Taking the derivative, we see that $$h(y) = \begin{cases} 0 & y \le 0 \\ \frac{f(\sqrt{y})+f(-\sqrt{y})}{2\sqrt{y}} & y > 0\end{cases}.$$
Then $$\int y h(y) \,dy = \int_0^\infty y(f(\sqrt{y})+f(-\sqrt{y}))\frac{1}{2\sqrt{y}}\,dy.$$ Letting $u=\sqrt{y}$, we have $du=\frac{1}{2\sqrt{y}}\,dy$ so $$\int y h(y) \,dy = \int_0^\infty u^2 (f(u)+f(-u))\,du=\int_{-\infty}^\infty u^2 f(u)\,du=E[X^2]$$
And the abstract approach
Let $(A,\Omega,\mu)$ be a probability space. A random variable on $A$ is a measurable function $f:A\to \Bbb{R}$. The random variable $Y=X^2$ on $A$ is simply the measurable function $a\mapsto f(a)^2$, the composite of $x\mapsto x^2$ with $f$. However, let's be a little more general. Let $g:\Bbb{R}\to \Bbb{R}$ be any continuous function on $\Bbb{R}$, and we can consider the random variable $Y=g(X)$, which is the function $g\circ f : A\to \Bbb{R}$.

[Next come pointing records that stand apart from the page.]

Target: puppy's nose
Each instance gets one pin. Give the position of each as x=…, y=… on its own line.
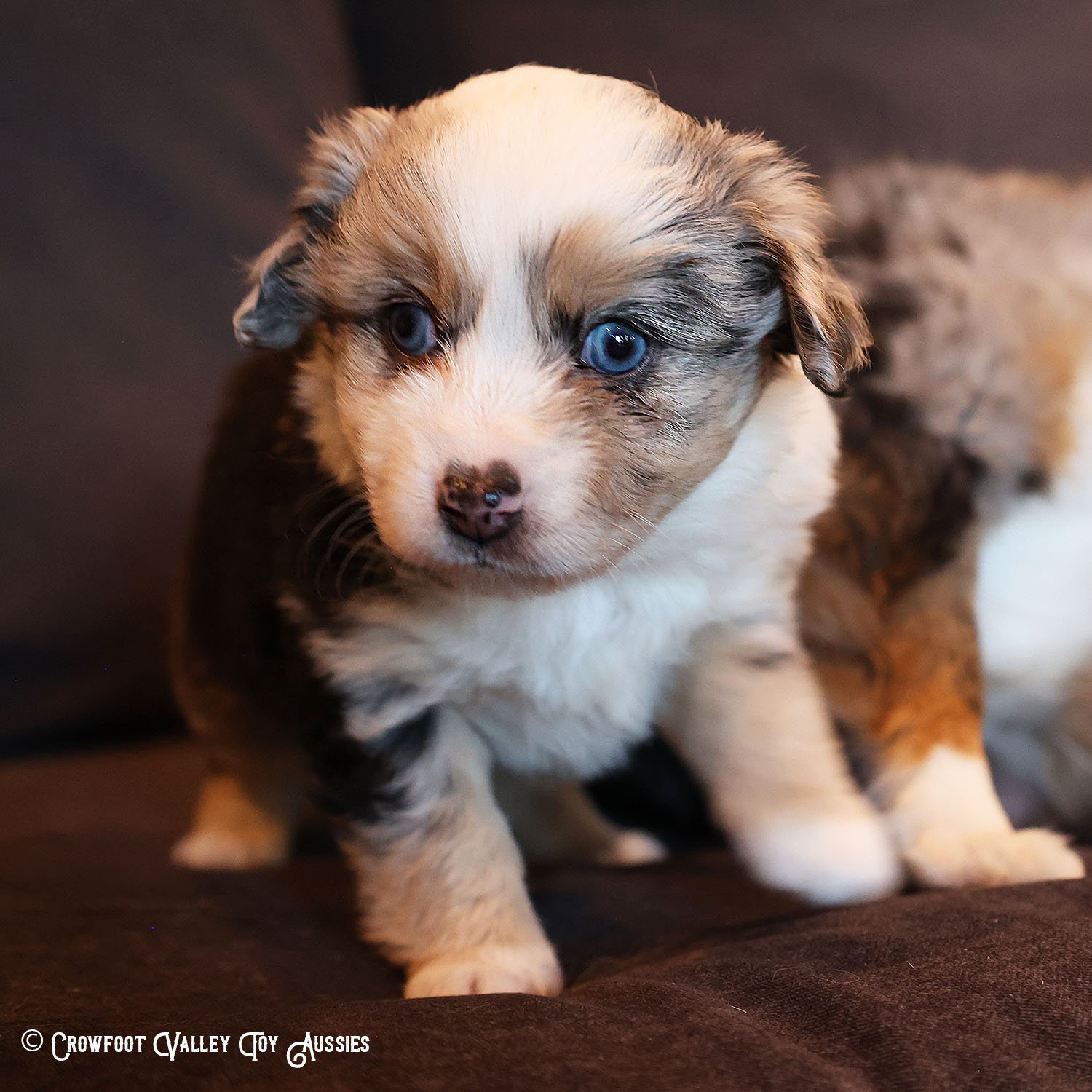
x=480, y=506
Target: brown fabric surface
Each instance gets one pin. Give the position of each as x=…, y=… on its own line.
x=681, y=976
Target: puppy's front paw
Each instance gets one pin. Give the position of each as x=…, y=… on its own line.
x=491, y=969
x=943, y=858
x=231, y=850
x=826, y=860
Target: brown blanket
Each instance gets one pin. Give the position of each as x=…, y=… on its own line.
x=681, y=976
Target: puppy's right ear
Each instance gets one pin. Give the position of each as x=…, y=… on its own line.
x=282, y=303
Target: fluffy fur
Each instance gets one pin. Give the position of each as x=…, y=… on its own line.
x=333, y=620
x=948, y=589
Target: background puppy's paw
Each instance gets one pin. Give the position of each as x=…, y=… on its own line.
x=491, y=969
x=943, y=858
x=826, y=860
x=631, y=847
x=209, y=849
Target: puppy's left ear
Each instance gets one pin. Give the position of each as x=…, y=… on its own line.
x=826, y=325
x=786, y=218
x=282, y=301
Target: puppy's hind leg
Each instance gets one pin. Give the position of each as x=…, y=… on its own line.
x=556, y=820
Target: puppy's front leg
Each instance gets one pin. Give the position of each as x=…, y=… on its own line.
x=749, y=719
x=440, y=877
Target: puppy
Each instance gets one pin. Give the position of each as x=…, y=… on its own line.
x=954, y=570
x=528, y=464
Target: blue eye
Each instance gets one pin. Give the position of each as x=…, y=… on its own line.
x=614, y=349
x=412, y=330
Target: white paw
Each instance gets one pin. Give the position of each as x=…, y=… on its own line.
x=943, y=858
x=827, y=860
x=633, y=847
x=491, y=969
x=209, y=849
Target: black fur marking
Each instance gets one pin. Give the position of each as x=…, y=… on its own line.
x=1033, y=480
x=280, y=314
x=364, y=782
x=371, y=697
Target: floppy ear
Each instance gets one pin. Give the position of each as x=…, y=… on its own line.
x=826, y=325
x=784, y=218
x=282, y=304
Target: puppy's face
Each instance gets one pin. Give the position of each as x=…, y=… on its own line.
x=544, y=305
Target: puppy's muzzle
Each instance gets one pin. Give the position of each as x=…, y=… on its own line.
x=480, y=506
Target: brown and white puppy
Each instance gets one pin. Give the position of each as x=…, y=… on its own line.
x=530, y=464
x=965, y=515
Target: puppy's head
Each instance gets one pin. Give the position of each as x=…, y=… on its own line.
x=544, y=305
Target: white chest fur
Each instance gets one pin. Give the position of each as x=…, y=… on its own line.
x=1035, y=570
x=566, y=681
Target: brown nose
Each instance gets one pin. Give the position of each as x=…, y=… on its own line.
x=480, y=506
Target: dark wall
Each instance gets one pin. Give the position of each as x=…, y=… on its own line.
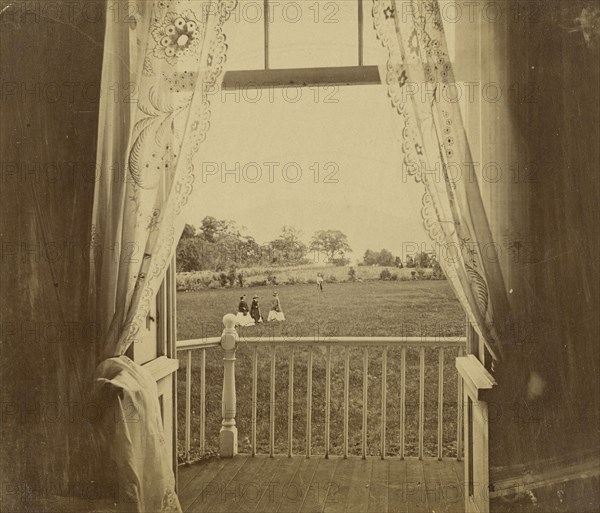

Now we can take the pushforward $\mu$ along $f$ to get a measure $f_*\mu$ on $\Bbb{R}$ defined by $f_*\mu(E) = \mu(f^{-1}(E))$. If $f_*\mu$ is absolutely continuous with respect to Lebesgue measure, then its Radon-Nikodym derivative will be the pdf of $X$, but let's not think about distribution functions for now.
We now have a new measure space, $(\Bbb{R},\mathcal{B},f_*\mu)$. Since we obtained this space by pushing forwards $\mu$ along $f$, we see that the identity function on this new space determines the same random variable $X$, since the probability that $X$ ends up in some set $B\subseteq\Bbb{R}$, by definition originally was $\mu(f^{-1}(B)$, but this is $f_*\mu(\mathrm{id}^{-1}(B))$.
Similarly, $Y=g(X)$ will be described on this new space by simply the function $g:\Bbb{R}\to\Bbb{R}$.
The expected value of $Y$ is then $$\int g(x)\,f_*\mu(dx),$$ however, we can then pushforward $f_*\mu$ along $g$ to get $g_*f_*\mu$. This gives that the expected value of $Y$ is $$\int y\, g_*f_*\mu(dy).$$
Thus, rephrased in abstract language, the statement that you want is that these two values are equal, i.e. $$\int g(x)\,f_*\mu(dx)=\int y\,g_*f_*\mu(dy).$$
This is however, just a special case of change of variables, which says that $$\int j \circ k \,d\nu = \int j \,d k_*\nu,$$ with $j=\textrm{id}$, $k=g$, and $\nu=f_*\mu$.